George and Emma Billmeyer told tales about their European trip. George elaborated on the luxurious Express d’Orient rail journey from Paris to Vienna. Emma only wanted to talk about Paris, until the subject of train travel through the Swiss Alps came up. George and Emma tried to describe the amazing picturesque scenery, however they ultimately concluded it was so breathtaking; they were not able to put the experience in words.

Following the meal, the group boarded two carriages to take them to the ferry dock in lower Manhattan. They took a passenger ferry across the Hudson River to Exchange Place and had a very short carriage ride to the Billmeyer & Small private railcar.

While waiting for the car to be joined to a train, the men gathered around model mock-ups. The women and servants sat in another group as Emma described the wedding she had attended in Paris and her ideas for Becky’s marriage to Dan.

George Billmeyer was impressed with the model mock-ups; having been created based upon the letter he penned in Vienna. Just as George described, the larger than normal shipping boxes were not meant to ship inside a freight car; they are meant to ship on a special flat car.

John Small noted, “Henry and Dan worked out the ideal shipping box dimensions so that all of the narrow gauge flat car surface and standard gauge flat car surface is utilized. As you can see, the arrangement of boxes on the narrow gauge flat car is a given. These mock-ups show the three possible box placement arrangements we’ve come up with for standard gauge cars.” As the men discussed the pros and cons of each of the three alternatives, their car was connected to a train bound for Philadelphia, where they would connect to a homeward bound train.

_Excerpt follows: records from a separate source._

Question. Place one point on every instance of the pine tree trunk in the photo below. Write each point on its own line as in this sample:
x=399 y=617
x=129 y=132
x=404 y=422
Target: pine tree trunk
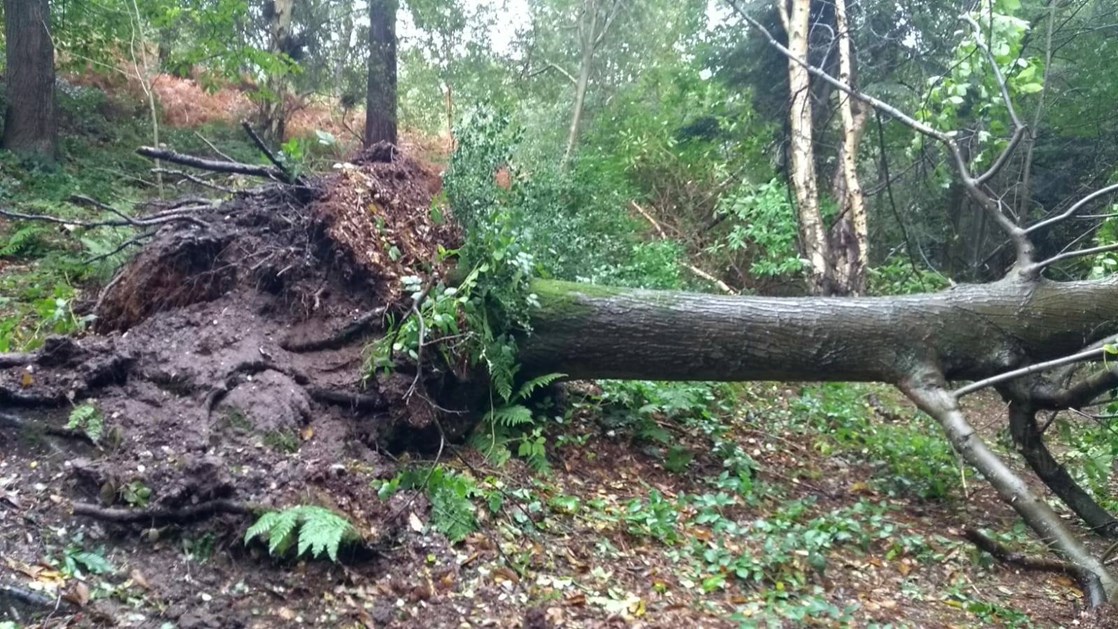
x=850 y=241
x=380 y=121
x=30 y=120
x=813 y=235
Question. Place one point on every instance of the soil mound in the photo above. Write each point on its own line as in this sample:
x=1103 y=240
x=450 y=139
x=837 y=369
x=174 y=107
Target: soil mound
x=227 y=361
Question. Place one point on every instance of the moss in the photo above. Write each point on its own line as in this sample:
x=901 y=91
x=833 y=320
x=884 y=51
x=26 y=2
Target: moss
x=561 y=299
x=564 y=299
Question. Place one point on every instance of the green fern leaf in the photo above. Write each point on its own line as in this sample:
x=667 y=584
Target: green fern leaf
x=322 y=532
x=530 y=387
x=510 y=416
x=262 y=526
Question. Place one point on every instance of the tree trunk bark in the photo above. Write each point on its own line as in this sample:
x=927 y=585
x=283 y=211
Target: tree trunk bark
x=796 y=24
x=970 y=332
x=584 y=80
x=850 y=242
x=30 y=120
x=918 y=343
x=380 y=123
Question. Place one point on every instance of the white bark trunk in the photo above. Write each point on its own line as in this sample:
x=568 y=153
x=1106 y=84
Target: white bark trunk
x=795 y=15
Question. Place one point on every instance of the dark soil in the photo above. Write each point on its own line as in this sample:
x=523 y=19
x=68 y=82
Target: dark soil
x=227 y=367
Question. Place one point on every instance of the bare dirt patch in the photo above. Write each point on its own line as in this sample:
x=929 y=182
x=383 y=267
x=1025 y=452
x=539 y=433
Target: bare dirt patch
x=227 y=371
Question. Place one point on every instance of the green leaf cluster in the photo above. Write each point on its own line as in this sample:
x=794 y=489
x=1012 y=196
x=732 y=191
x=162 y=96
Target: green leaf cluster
x=310 y=530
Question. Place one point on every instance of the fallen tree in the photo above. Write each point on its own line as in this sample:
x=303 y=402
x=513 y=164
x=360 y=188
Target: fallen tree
x=327 y=264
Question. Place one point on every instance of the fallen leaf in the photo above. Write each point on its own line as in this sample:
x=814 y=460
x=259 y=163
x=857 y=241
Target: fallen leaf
x=77 y=594
x=139 y=579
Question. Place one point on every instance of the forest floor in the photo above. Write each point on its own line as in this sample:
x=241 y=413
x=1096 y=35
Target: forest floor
x=224 y=378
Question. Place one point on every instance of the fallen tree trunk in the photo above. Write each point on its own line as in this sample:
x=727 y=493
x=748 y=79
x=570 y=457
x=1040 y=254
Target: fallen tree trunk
x=970 y=332
x=919 y=343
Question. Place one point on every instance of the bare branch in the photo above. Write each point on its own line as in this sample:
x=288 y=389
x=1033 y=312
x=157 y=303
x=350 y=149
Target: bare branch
x=1093 y=353
x=973 y=186
x=1070 y=255
x=1071 y=211
x=928 y=392
x=214 y=165
x=193 y=179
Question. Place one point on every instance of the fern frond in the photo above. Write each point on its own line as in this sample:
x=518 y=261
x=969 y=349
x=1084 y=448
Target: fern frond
x=510 y=416
x=538 y=382
x=320 y=531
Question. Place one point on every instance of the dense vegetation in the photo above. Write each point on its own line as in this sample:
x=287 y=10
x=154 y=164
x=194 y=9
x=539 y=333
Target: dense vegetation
x=656 y=145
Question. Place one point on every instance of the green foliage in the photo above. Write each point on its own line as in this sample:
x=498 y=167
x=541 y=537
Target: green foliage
x=88 y=420
x=764 y=222
x=135 y=494
x=451 y=495
x=916 y=457
x=901 y=277
x=655 y=517
x=25 y=241
x=318 y=531
x=77 y=561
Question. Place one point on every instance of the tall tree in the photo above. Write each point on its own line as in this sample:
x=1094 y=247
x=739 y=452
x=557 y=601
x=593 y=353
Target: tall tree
x=595 y=19
x=30 y=120
x=380 y=98
x=795 y=16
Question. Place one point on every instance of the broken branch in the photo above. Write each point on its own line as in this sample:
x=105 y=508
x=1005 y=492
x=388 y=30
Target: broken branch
x=212 y=165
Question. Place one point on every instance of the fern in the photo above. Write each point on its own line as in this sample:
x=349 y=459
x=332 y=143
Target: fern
x=528 y=388
x=25 y=241
x=319 y=531
x=87 y=419
x=510 y=416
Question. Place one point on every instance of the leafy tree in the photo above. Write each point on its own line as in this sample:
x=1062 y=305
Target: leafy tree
x=381 y=98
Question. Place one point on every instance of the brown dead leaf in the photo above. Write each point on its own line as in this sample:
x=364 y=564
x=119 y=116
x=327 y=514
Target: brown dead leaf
x=78 y=593
x=576 y=600
x=505 y=573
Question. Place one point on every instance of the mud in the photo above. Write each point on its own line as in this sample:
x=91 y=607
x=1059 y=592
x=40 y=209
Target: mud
x=227 y=364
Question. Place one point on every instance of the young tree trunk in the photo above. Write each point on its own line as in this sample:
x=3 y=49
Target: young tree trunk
x=850 y=242
x=595 y=20
x=576 y=116
x=30 y=120
x=380 y=103
x=343 y=51
x=275 y=106
x=795 y=16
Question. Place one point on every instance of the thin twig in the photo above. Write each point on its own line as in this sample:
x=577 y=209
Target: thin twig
x=193 y=179
x=1085 y=355
x=163 y=514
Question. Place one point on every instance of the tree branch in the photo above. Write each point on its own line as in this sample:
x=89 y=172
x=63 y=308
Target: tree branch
x=992 y=206
x=927 y=390
x=1093 y=353
x=1071 y=211
x=1036 y=267
x=212 y=165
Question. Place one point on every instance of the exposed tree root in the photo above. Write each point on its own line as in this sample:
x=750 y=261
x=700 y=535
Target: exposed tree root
x=1030 y=442
x=30 y=598
x=191 y=513
x=356 y=401
x=341 y=339
x=8 y=361
x=214 y=165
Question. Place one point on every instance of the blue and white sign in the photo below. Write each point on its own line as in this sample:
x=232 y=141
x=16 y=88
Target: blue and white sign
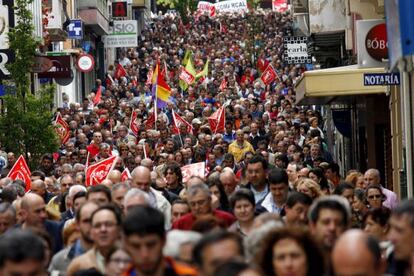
x=75 y=29
x=381 y=79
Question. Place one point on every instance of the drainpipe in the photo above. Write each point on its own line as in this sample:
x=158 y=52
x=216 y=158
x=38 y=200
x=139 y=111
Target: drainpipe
x=405 y=67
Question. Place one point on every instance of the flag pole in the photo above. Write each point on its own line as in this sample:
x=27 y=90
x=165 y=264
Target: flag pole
x=156 y=99
x=179 y=131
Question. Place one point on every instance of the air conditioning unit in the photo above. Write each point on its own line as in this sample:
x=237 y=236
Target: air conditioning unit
x=55 y=21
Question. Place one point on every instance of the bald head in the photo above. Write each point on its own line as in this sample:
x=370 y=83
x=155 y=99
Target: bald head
x=146 y=162
x=30 y=199
x=372 y=177
x=38 y=187
x=33 y=210
x=141 y=178
x=229 y=181
x=357 y=253
x=115 y=176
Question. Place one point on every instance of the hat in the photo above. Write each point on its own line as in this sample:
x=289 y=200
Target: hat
x=196 y=121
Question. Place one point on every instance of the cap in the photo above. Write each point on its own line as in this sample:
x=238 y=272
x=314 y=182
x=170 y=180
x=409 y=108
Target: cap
x=196 y=121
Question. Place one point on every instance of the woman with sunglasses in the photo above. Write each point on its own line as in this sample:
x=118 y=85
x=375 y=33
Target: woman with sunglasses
x=374 y=196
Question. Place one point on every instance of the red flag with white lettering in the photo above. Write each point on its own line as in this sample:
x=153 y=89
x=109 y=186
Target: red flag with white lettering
x=217 y=120
x=223 y=84
x=186 y=76
x=93 y=149
x=269 y=75
x=178 y=121
x=150 y=123
x=120 y=71
x=62 y=129
x=133 y=125
x=21 y=171
x=125 y=175
x=196 y=169
x=98 y=95
x=98 y=172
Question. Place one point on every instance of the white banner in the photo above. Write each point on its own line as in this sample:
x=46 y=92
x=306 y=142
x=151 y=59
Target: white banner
x=204 y=6
x=231 y=6
x=122 y=34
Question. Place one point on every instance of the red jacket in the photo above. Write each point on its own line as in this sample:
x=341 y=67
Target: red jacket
x=178 y=268
x=186 y=222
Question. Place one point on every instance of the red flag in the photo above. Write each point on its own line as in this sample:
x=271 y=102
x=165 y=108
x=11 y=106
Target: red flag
x=217 y=120
x=280 y=5
x=178 y=121
x=149 y=77
x=62 y=129
x=98 y=95
x=150 y=123
x=186 y=76
x=98 y=172
x=212 y=12
x=223 y=28
x=120 y=71
x=269 y=75
x=133 y=125
x=196 y=169
x=125 y=175
x=93 y=149
x=262 y=64
x=21 y=171
x=223 y=84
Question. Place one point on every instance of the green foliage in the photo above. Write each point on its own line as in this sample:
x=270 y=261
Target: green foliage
x=184 y=7
x=25 y=126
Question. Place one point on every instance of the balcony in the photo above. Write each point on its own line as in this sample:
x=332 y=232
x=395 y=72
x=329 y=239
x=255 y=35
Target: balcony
x=94 y=13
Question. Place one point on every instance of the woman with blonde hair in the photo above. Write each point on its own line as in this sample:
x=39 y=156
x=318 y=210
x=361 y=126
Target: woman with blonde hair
x=356 y=179
x=309 y=187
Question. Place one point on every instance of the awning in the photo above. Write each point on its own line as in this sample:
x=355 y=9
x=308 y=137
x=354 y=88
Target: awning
x=325 y=85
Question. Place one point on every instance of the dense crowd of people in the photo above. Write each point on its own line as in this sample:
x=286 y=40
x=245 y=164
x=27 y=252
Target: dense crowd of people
x=272 y=200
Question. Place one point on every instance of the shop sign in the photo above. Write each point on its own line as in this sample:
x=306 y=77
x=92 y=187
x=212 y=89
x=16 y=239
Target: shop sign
x=122 y=34
x=119 y=9
x=296 y=50
x=372 y=43
x=61 y=67
x=381 y=79
x=75 y=29
x=376 y=42
x=85 y=63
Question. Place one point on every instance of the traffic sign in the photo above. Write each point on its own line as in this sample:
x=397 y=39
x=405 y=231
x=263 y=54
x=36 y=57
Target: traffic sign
x=75 y=29
x=85 y=63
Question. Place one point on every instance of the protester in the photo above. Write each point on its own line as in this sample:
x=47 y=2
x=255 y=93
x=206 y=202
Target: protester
x=356 y=253
x=159 y=137
x=290 y=251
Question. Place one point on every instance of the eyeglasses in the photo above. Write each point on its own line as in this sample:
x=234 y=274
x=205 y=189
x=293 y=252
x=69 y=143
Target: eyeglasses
x=200 y=202
x=120 y=261
x=107 y=224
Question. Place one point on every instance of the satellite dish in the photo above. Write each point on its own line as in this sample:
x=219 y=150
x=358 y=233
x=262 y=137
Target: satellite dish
x=65 y=81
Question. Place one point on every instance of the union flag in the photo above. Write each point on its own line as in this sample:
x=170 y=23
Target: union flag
x=178 y=121
x=21 y=171
x=98 y=172
x=269 y=75
x=125 y=175
x=217 y=120
x=98 y=95
x=62 y=129
x=133 y=125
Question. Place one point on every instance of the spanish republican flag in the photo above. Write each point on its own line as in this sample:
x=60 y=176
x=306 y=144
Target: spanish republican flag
x=163 y=91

Emma Billmeyer told the ladies every detail about the Paris wedding and reception for Jeanne and Grant. Emma asked Becky, “What do you think about using these ideas for your wedding?” Becky replied, “I like them all; however I don’t know if we can afford all of them.” Emma countered; “Don’t worry about the cost, that will be our wedding gift to you and Dan.”

The men decided on a box placement arrangement on standard gauge cars and started sketching details of the skidding channels and quick connect tie-down hardware to match the standardized wooden shipping boxes. George and John set a goal of having a few full size flat cars and enough of the standardized shipping boxes to prove out and demonstrate the concept within a corner of the York Car Works in three weeks.

Their ultimate goal was to take several demonstrators around the country early in 1885 to build support for the concept. However more important would be building consensus on a national standard; which was the only way this concept would have a chance at success.